Wednesday, November 15, 2006

Something Different

Wunst in a while, something a little different comes along amidst the email scam letters. It's probably still a scam letter, but it's different, and it needs a different approach.

And I'm just the difference to approach it.

One early morning, as I was sipping my first cuppa pure 100% Columbian coffee, I check the email account that usually contains a smattering of email scams just waiting for my pleasure.

This morning, it had one that was something different.

The title header was Hello, I Want To Know You!

And "she" went by the name of Valyusha (

Hi, Gentleman!

I am young and attractive woman and I believe I deserve for happiness as any human being. What do you think is the most important in this life? I believe you'll agree with me that LOVE is what we all are looking for.....

I am eager to make my man happy, I am longing for the cozy evenings together where we cuddle on the sofa and whisper tender words...

I have a lot of interests in life like reading, cooking, associating with friends, ripping off rich old men (okay, I inserted that) visiting new places and learn everything new.

If you are looking for the same things, I hope you answer my letter.


Have a nice day!


Wahl, ain't that nice? Valyusha wants me.

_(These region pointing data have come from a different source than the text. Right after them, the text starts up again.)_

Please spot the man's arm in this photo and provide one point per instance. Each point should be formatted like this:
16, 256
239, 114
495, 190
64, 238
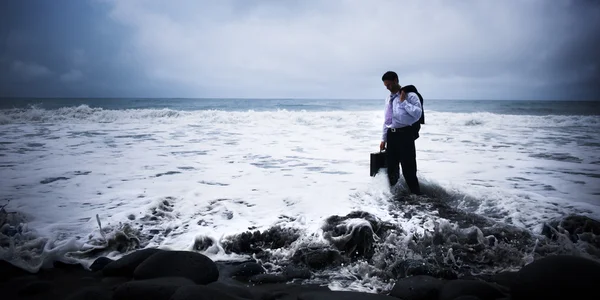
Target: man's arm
412, 106
384, 129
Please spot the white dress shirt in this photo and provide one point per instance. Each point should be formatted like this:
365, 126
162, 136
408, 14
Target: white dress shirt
404, 113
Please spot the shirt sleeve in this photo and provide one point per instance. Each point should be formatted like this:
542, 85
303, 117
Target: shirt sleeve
412, 106
384, 129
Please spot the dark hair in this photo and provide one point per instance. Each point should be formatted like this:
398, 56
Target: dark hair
389, 75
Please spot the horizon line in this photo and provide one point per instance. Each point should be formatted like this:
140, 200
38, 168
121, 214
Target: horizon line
281, 98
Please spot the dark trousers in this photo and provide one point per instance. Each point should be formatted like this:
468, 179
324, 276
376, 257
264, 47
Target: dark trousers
401, 151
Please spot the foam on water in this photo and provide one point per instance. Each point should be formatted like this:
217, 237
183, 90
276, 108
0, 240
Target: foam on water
168, 178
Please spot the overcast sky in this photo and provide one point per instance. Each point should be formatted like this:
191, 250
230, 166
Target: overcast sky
469, 49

Along with the picture (above right), I sent "Valyusha" the reply of her dreams (the kind nightmares should be made of):


Ya shouldn't do thangs like that ta me first thang in the mornin', hon. 'Fore ah could git down my first dose of prune juice, ah read yore sexy wurds an' my false teeth fell out, causin' me a stain on both sides of my Depends.

Heckfeathers, dahlin', ah'm jest an' aging countree bumpkin widda little money from my revenooer-dodgin' days. But iffen yall want me ta speak them thar sweet nuthins in yore pert lil' ear, ah kin do that. It might come mixed widda bit of drool, but what's a lil' spit swappin' betwixt lovers, eh baby?

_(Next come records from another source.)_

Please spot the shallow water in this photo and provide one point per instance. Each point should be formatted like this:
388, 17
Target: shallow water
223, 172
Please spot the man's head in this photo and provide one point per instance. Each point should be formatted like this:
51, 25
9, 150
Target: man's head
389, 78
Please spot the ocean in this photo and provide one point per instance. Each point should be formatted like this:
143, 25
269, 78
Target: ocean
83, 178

Who's yore granddaddy, yowzuh....oops, spit mah teeth agin. Hate when that happens.

Ah even writ a love sawng fer lil' tight-assed you, Valyusha:

Uh...honey ya KNOWWWWWWWWWW what ah like!

Chantilly lace an' a purdy face

widda a set of jugs, standin' up

a giggle in the talk and a wiggle in the ass

makes mah thang go up up... (dadgum this hyar rymin' crap)

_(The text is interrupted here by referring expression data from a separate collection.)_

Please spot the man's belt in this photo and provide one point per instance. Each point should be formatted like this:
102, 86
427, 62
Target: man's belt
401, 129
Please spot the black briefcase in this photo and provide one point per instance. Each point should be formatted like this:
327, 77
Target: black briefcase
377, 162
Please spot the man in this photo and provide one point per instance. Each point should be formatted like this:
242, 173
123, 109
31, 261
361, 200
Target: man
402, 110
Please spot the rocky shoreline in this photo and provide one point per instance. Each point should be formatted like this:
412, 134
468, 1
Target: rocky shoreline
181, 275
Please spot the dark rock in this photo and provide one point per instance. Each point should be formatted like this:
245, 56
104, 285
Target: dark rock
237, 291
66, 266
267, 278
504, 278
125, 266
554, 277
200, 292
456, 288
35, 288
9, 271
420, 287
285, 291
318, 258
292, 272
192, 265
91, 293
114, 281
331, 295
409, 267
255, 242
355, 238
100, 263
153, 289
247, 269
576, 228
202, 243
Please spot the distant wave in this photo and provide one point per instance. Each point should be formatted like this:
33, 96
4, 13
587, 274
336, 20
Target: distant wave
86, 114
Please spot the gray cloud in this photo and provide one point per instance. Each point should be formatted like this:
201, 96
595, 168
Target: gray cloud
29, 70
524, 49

There ain't nuthin' in the world like a big butt girl

who makes me act real funny

makes me buy Viagra

makes my bowels get loose

like a bad grass goose

oh Valyusha

that's a WHAT AH LICKS!


Ah caint wait fer ta hear more a what yall wanna do to this hyar feller, Valyusha. Yall write back now, yhear?

Bet she don't ;-)

(Note: it's been more than 7 days; she didn't)


Blogger Miss Cellania said...

Without that last line inserted, I would have bet against you. Last time I was at the INS office, I waited behind a guy who seemed about 60 with his new Russian bride, who looked about 16.

15 November, 2006 07:42  
Anonymous Stacy said...

I, too, figured you'd hear from her till I read the last line. One foot in the grave and the other on a banana peel is probably a high ranking quality in a mate for someone like her.

Maybe I should hire you to deal with the nice people that keep sending me emails through my Avon site telling me they want to order huge quantities of various items. Bet you could have some fun with that.

15 November, 2006 08:55  
Blogger Monica said...

Hmmm,I dimly remember reading a comment some months back from someone asking you to put a warning on your posts for us coffee-drinkers? I needed that this time.

Tell Valyusha to quit complaining, you never flirt with any of us like that. (Of course, come to think of it, that might be a good thing.)

15 November, 2006 09:36  
Blogger phoenix said...

Heh... You should write for some of the singers out there these days. At least you came close ;-)

15 November, 2006 10:40  
Blogger Ms. Vickie said...

Coffee-drinkers be damned I just needed those depends you mentioned because I laughed until I well
almost but then I only -----cried. :)

I'm with Monica, you need to give us some warnings.

15 November, 2006 14:34  
Anonymous Anonymous said...

But...but...but I can’t imagine that vamp, Valyuser, being dissatisfied with such a manly mug; you certainly have all five -make that six- of us females, swooning over it; and that insightful rendition of Chantilly Lace, sigh.

16 November, 2006 11:20  
Blogger Karen said...

She sounds like a lovely woman, too bad her webpage didn't come up (at least for me).

I'm still cracking up over your letter to her; so sincere... the prune juice and viagra were a nice touch. How could a girl resist something like that? After all, the gentleman deserves love too.